For more information on recommended architectures for Microsoft AD on OCI please go through this blog.

DNS “hub-and-spoke”

We saw above that a DNS hub and spoke topology is recommended. What does that mean, exactly? The configuration varies a little, depending on the type of DNS resolver that you use. Let’s see the two major options.

OCI DNS

If you use OCI DNS, each VCN will know about only the private zones of the subnets deployed inside it. Sure, you can add the private views of all other VCNs in the region, but that path does not fix resolution for your private domains outside of OCI and it becomes cumbersome as you add new VCNs to the environment. So, the alternative is this:
1) Choose a VCN from the region to act as the DNS HUB. Typically, it’s the network hub VCN, where you have a firewall, but there may be cases where you do not have one so it can be any VCN that has network connectivity to all other VCNs and to your remote DNS servers. To make it act as a DNS hub you need to:
– Attach all Private Views in the region so the resolver in that VCN can resolve any host from the region.
– Deploy Resolver Endpoints, both Forwarder and Listener, in any subnet of the VCN.
– Create conditional forwarding rules in the Resolver for any private zones outside of OCI, with target your remote DNS resolvers.
– Create conditional forwarding rules in the Resolver for any private zones in other OCI regions, with target the Listener endpoint of that region’s Hub.

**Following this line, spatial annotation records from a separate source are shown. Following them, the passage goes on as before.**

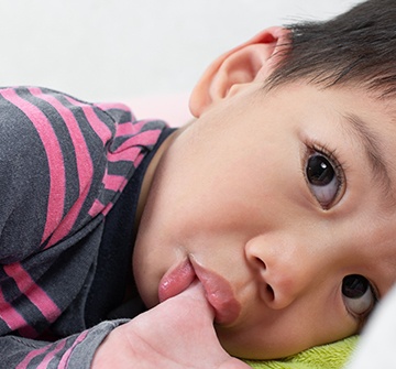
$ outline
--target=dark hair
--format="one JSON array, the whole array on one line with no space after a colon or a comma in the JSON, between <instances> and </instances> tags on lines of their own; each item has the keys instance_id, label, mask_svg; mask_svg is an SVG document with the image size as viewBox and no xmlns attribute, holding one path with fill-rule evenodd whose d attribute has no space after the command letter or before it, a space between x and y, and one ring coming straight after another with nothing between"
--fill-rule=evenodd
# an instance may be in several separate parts
<instances>
[{"instance_id":1,"label":"dark hair","mask_svg":"<svg viewBox=\"0 0 396 369\"><path fill-rule=\"evenodd\" d=\"M396 1L369 0L324 22L287 25L289 43L267 80L274 87L297 79L330 87L358 84L396 94Z\"/></svg>"}]
</instances>

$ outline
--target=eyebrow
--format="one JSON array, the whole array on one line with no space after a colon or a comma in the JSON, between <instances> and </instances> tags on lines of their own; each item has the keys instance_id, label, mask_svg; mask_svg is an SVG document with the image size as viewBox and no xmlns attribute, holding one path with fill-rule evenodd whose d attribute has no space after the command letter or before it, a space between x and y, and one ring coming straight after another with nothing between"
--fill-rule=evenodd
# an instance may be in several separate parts
<instances>
[{"instance_id":1,"label":"eyebrow","mask_svg":"<svg viewBox=\"0 0 396 369\"><path fill-rule=\"evenodd\" d=\"M392 203L395 203L393 184L381 150L382 144L378 137L359 116L349 113L343 116L343 118L350 123L342 124L345 131L356 138L364 148L366 158L371 164L373 178L378 180L377 184L383 189L385 198L392 199Z\"/></svg>"}]
</instances>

2) Every other VCN in the region becomes a DNS Spoke. This means you need to:
– Deploy a Resolver endpoint type Forwarder.
– Create a single forward rule with all domains targeting the HUB Listener.
The spoke VCN Resolver will resolve internally any local zone and query the Hub for everything else, like other VCNs zones, zones outside of OCI or zones in a different OCI region.

Your AD/DNS servers

If you use your own DNS servers, you should put two of them in a VCN which will become the DNS Hub. Every VM in OCI will use the two servers as DNS Resolvers through the custom DHCP Options.
Here are some high-level steps:
– Deploy two Virtual Machines that have your application running (MS AD, Bind, Infoblox (link: https://docs.infoblox.com/space/vniosoci/35443534/About+Infoblox+vNIOS+for+Oracle+Cloud+Infrastructure) etc.). Make sure you have them in different ADs or FDs.
– Configure the DHCP Options of each VCN Subnet to target the IPs of your DNS servers.
– Make sure you have the routing and security configured to allow the flow from any VM in the region to your DNS servers, which will always be on UDP/53.
– Attach all OCI Private Views in the region to the VCN containing your DNS servers.
– In the same VCN, deploy an OCI DNS Listener endpoint.
– Create a conditional forward rule in your DNS servers to target the OCI Listener for OCI specific domains (oraclevcn.com, specific PaaS DNS names, etc).
Note: If you use Microsoft Active Directory, you may want to allow connectivity from the remote servers to the OCI DNS Listener, on UDP/53. In most cases, the conditional forwarding rule you create in OCI ADs will replicate to all of your remote servers so those servers should have a network path and appropriate security rules to reach the OCI DNS Listener.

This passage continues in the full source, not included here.